Adam, a service user at the Priory Ticehurst House

Adam* was transferred to the Priory Ticehurst House under section 3 of the Mental Health Act with diagnoses of mild learning disability, borderline personality disorder, social phobia, severe self-harm issues and alcohol and drug dependency.

For years, Adam was in adolescent services due to the nature of his illness and his family had had no contact with him for a long time. At 18 years of age Adam was placed in adult services and had many admissions to hospital, in one year he had six acute admissions due to his chaotic behaviour.  Adam was unable to cope in the community.

Now 27 years old, Adam was still in an acute setting under the Mental Health Act and was not engaging with the team.  He also had a history of absconding to use alcohol and drugs.  Priory was asked to assess Adam by his local PCT as he was still exhibiting the behaviours he had developed in his late teenage years.   In addition, his self harm was becoming more severe.

Adam was assessed for admission to the intensive rehabilitation service at Ticehurst by the Lead Consultant and Nurse Assessor.  His engagement at this time was minimal and he appeared to be reluctant to look at his issues.  Adam was ambivalent about moving on down his care pathway and did not want to look at any kind of rehabilitation; his outlook for his own future was bleak.  He did realise he had problems with drugs and alcohol and had self-medicated with these to help him deal with social phobia and anxiety issues.  His self harm behaviours were evident on both arms, leaving them scarred and disfigured.

Adam came to the Priory Ticehurst House under a Section 3 and remained quite ambivalent about his admission to Ticehurst.  At this time Adam voiced that he had given up all hope of having a ‘normal’ life.
Initially Adam remained pessimistic about his future and was reluctant to engage and discuss his issues.  Nursing staff found it challenging to build a meaningful therapeutic relationship due to his mistrust of healthcare professionals, Adam stated that he had been let down many times in the past.  On admission Adam was fully assessed by the multidisciplinary team (MDT) including a Psychiatrist, nursing staff, occupational therapists and a Psychologist for baseline.  The MDT took some time to build trust due to Adam’s perception of past inpatient experiences. 

Over time Adam started to attend dialectical behaviour therapy (DBT) sessions for his self-harm issues and was seen by the addiction therapy programme (ATP) therapist for motivational work and relapse prevention.  He required weekly psychology sessions to look at how he could learn more constructive ways of dealing with his anxiety issues rather than resorting to self harm, social isolation and using harmful substances.

Adam slowly began to attend more activities as time progressed and the self harm eventually stopped altogether.
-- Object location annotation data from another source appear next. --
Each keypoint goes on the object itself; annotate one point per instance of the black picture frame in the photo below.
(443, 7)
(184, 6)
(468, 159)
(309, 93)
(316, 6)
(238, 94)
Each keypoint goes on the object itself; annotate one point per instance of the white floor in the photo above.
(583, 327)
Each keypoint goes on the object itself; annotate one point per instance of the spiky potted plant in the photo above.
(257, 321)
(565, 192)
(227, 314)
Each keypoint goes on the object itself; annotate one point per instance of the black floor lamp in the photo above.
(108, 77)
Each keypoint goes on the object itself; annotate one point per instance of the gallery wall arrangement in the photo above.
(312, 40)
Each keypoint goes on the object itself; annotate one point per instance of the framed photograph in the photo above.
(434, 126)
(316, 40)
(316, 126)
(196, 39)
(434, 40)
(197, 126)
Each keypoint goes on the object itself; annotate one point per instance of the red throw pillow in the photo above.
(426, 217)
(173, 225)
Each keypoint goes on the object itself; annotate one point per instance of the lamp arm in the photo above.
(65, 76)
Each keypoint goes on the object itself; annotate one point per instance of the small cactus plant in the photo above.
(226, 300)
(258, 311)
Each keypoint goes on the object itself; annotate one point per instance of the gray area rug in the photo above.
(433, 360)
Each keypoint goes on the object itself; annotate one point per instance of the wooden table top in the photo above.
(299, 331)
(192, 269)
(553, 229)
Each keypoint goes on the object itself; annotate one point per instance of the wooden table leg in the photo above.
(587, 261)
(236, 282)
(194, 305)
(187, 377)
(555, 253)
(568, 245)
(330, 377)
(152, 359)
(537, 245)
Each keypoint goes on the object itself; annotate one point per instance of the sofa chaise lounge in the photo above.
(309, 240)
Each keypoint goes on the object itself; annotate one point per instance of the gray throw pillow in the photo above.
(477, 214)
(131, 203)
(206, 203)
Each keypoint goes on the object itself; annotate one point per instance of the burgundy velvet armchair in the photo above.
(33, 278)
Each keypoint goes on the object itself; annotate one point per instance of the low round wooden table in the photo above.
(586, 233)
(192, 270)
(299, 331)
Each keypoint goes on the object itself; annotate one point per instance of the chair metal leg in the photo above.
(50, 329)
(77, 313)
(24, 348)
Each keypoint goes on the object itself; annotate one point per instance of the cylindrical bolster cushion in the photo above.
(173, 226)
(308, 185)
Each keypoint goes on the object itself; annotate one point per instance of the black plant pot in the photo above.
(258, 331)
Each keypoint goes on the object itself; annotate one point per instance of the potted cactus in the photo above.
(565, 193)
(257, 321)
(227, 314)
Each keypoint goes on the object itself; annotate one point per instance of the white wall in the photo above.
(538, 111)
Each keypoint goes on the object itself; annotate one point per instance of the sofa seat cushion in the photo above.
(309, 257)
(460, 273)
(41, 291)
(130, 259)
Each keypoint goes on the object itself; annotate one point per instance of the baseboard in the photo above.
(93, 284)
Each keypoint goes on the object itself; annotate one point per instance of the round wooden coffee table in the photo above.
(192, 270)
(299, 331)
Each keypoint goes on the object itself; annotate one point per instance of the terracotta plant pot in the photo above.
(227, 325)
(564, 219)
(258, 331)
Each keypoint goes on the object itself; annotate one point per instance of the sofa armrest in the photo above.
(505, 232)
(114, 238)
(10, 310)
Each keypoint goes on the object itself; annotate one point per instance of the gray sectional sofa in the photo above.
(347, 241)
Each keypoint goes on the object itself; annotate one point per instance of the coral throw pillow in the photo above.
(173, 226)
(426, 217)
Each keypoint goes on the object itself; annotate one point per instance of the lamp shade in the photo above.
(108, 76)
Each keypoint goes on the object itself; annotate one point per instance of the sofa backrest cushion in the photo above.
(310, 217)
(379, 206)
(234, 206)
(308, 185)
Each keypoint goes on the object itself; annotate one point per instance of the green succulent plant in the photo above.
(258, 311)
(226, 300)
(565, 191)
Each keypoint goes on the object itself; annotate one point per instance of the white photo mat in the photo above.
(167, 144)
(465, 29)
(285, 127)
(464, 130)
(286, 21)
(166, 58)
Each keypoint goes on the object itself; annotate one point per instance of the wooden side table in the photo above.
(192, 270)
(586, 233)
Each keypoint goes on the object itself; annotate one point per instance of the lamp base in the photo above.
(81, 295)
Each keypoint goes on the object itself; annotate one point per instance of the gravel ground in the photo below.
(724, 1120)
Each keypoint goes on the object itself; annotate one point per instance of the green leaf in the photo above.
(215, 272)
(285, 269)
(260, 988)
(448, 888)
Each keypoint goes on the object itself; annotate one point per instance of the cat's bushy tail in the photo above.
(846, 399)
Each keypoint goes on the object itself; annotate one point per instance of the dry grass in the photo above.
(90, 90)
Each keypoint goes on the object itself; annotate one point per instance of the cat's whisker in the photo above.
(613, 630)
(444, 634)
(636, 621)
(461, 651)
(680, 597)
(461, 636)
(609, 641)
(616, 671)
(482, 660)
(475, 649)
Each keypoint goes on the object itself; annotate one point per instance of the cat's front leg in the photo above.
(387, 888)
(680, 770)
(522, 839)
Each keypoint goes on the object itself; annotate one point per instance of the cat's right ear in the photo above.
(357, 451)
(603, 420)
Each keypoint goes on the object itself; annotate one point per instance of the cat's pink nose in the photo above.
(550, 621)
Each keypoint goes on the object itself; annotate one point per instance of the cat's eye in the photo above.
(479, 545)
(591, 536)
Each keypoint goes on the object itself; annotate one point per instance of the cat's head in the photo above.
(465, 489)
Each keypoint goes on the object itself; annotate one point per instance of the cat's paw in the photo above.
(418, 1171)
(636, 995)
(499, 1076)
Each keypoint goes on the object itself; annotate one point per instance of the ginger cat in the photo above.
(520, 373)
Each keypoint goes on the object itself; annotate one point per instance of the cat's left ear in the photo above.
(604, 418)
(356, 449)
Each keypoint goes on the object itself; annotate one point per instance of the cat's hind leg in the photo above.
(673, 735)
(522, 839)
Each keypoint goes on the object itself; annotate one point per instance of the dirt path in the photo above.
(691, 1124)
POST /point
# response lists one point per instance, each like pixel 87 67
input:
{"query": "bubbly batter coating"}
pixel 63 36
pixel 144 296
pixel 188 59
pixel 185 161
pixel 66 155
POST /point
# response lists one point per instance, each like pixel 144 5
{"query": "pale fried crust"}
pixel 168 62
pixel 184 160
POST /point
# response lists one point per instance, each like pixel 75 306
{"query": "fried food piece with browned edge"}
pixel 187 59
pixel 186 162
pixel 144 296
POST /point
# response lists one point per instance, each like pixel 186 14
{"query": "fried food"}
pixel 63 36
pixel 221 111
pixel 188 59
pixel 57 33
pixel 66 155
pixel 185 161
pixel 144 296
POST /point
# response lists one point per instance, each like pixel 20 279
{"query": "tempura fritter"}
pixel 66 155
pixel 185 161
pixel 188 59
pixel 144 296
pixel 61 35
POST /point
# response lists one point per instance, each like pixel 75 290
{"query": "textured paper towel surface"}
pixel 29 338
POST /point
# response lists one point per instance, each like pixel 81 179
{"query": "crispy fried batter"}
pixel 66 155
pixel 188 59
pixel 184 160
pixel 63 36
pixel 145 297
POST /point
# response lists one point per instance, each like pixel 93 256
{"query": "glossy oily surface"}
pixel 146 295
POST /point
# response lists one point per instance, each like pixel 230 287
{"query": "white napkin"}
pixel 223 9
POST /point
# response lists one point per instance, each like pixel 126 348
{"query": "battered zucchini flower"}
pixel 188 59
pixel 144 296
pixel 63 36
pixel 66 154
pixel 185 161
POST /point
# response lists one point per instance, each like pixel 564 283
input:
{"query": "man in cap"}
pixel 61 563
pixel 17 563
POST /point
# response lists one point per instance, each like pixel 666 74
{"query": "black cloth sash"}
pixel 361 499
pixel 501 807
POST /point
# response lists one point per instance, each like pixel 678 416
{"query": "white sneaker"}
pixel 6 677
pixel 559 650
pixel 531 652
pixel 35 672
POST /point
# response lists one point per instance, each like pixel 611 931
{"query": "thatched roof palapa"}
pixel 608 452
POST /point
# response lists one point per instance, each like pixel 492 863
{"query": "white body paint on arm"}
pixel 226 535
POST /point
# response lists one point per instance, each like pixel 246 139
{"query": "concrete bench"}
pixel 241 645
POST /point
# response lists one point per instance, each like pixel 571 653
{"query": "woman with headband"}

He found that talking and being open about his anxiety and low self esteem helped him to take control of his negative feelings.  Further, Adam never absconded during his time at the Priory Ticehurst House.   He attributed this to feeling that he was far enough away from negative influences on his life, such as friends he made whilst he was using drugs and alcohol.

Adam was eventually taken off section as he stated that he would stay at the Priory Ticehurst House and adhere to treatment, which he did.  He found that the team respected his views and positively encouraged him to take ownership of his care here and, with some assistance, help develop his own care plans.  Adam’s activity attendance began to increase and he started to take more of an interest in his future.

Adam enrolled with the local college where he chose to do an English course, which he passed.  Staff from the unit initially went to college with him to help him overcome his social phobia and to give him immediate support if he found he was not coping with the other students.  The success of the college course increased his confidence and self esteem so Adam signed up for a painter and decorators course.  He attended this course without assistance from the staff team and passed with a distinction.

At this point in his rehabilitation Adam felt that he wanted to make contact with his family and try to ‘build bridges’.  Adam felt that this was important, he felt guilty about his actions previously and realised that his past behaviours had alienated his family as they were not able to cope.

The staff at the Priory Ticehurst House were able to assist with restoring the relationship with Adam’s family, which took some time to achieve. Initially the family began to visit Adam with supervision from the team and gradually encouraged him to have day leave, which built up to overnight leave.  The relationship progressed to the point where Adam went on holiday with his mother, which was a huge success.  During his time here the family got more involved with the care he received, with Adam’s consent.

Adam continued to improve and eventually felt comfortable with looking for accommodation in the community.  He was very clear that he did not want to move back to the area he used to live as he had a great fear of re-engaging with people who would create a greater risk of relapsing.  The MDT arranged a gradual move back to the community, which was at a pace that was comfortable for Adam.  In addition, ongoing support from the local Community Mental Health Team (CMHT ) was arranged.  Occupational therapy assessments of his living environment were undertaken and local support networks were sourced.  Liaison with the local CMHT was essential to help Adam make the transition from hospital to the community as smooth as possible.

Adam was fully discharged to the community with CMHT support and is now happily settled within local employment.

*  Please note, where necessary, the names used within case studies have been changed to protect confidentiality.